First Amendment Argument Fails in Appeal of Wire Fraud Conviction

March 5, 2013

By Anne K. Walsh

On March 4, 2013, less than three months after oral argument, the Ninth Circuit issued its ruling in United States v. Harkonen, a closely watched case implicating First Amendment issues in the off-label promotion context.  As we previously reported (here and here), in 2009, a jury had convicted Harkonen of wire fraud for issuing a press release fraudulently describing clinical trial results about the drug Actimmune.  The District Court in the Northern District of California sentenced Harkonen to 3 years probation, 6 months home detention, community service, and a $20,000 fine.  Both parties appealed to the Ninth Circuit.

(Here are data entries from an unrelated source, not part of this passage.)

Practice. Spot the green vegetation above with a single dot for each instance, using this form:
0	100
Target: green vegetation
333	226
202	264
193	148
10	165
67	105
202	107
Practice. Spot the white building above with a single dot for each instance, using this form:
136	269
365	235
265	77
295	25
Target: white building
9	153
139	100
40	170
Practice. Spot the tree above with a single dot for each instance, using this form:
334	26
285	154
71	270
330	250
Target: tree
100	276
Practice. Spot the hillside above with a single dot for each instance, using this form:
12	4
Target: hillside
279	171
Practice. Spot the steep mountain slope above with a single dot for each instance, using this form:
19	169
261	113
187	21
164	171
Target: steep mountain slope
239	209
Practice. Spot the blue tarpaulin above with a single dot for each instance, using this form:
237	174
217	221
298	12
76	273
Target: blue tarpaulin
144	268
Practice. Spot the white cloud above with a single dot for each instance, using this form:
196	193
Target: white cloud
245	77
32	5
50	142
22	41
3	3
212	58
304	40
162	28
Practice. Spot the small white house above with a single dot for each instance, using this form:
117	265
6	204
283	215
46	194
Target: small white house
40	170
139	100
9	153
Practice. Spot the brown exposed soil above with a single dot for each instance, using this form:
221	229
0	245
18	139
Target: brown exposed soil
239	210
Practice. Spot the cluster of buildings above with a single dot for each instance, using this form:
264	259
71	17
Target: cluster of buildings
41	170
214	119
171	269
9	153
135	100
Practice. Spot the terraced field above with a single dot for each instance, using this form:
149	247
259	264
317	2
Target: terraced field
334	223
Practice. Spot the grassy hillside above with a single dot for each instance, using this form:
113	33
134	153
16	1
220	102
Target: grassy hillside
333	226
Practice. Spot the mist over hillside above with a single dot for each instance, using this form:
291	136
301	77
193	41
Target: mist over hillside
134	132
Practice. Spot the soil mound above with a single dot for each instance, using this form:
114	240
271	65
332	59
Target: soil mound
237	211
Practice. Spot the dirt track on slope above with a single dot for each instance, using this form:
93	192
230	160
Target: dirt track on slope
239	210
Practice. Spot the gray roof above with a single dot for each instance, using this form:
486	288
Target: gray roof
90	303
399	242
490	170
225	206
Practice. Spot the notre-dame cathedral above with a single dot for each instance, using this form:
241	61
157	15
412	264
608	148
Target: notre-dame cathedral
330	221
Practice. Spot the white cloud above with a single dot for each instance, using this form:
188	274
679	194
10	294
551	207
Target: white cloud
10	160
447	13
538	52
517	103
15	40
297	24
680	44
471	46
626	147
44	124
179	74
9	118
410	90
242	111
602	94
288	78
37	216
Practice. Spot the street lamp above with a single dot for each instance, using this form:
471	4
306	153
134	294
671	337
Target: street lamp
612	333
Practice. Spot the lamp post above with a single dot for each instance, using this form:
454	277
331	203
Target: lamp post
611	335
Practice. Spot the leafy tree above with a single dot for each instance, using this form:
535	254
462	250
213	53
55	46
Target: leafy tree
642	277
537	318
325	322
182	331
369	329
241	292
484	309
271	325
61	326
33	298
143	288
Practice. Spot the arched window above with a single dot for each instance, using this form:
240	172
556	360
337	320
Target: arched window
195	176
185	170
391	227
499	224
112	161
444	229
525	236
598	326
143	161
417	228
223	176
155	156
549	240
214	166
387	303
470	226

Harkonen challenged the conviction, arguing that the First Amendment barred his prosecution.  The Ninth Circuit applied a two-part analysis: (1) whether sufficient evidence supports the verdict; and (2) if so, whether the facts as found by the jury establish the core constitutional facts.  The Ninth Circuit emphasized that the First Amendment does not protect fraudulent speech.  Therefore, the court identified the core constitutional issue in Harkonen’s case as whether there was sufficient evidence to support the jury’s finding that the press release was fraudulent.  Deferring to the jury’s findings on the elements of the wire fraud charge, the Ninth Circuit affirmed the wire fraud conviction. 

Interestingly, the Ninth Circuit footnoted that “Harkonen presented the evidence that most firmly supported his case for the first time at sentencing.”  This is likely a reference to expert declarations Harkonen sought to introduce purporting to show a plausible scientific (and thus truthful) basis for the statements contained in the allegedly fraudulent press release.  The Ninth Circuit noted that it was limited to considering evidence that was before the jury, and therefore could not consider the expert declarations first raised at Harkonen’s sentencing.

The Court also rejected Harkonen’s other arguments, one of which relied on a 1902 U.S. Supreme Court case for the proposition that “genuine debates over whether a given treatment caused a particular effect” could not be considered fraudulent.  American School of Magnetic Healing v. McAnnulty, 187 U.S. 94 (1902).  “Harkonen’s request that we reverse his conviction because he was engaging in a genuine scientific debate is hardly different than arguing that he is innocent; genuine debates of any sort are, by definition, not fraudulent.”

On its cross-appeal, the Government argued that the district court had erroneously ruled on the “intended loss” and “vulnerable victim” enhancements in the U.S. Sentencing Guidelines.  Originally the Government had asked for a 10-year prison sentence and a $1 million fine.  The Ninth Circuit did not provide much explanation, but simply stated that the district court made clear its conclusions in imposing a shorter sentence with no imprisonment.

On the heels of the Second Circuit’s decision in United States v. Caronia, some had thought that the Ninth Circuit would provide the requisite circuit split to allow the Supreme Court to take on the First Amendment issue raised in Caronia.  The Harkonen case is distinguishable, however, because the jury convicted Harkonen of wire fraud, which required a finding that the statements Harkonen made were fraudulent.  Therefore, unlike Caronia, the Harkonen case did not present a potential First Amendment defense based on truthful and non-misleading statements about an unapproved use.  For more information about the potential ramifications of Caronia, see the HP&M Webinar.

As for Harkonen, the saga continues.  Not only did he lose this appeal and recently have his state medical license revoked, he now faces potential exclusion from federal health care programs, which would effectively preclude him from working in the pharmaceutical industry during the period of exclusion.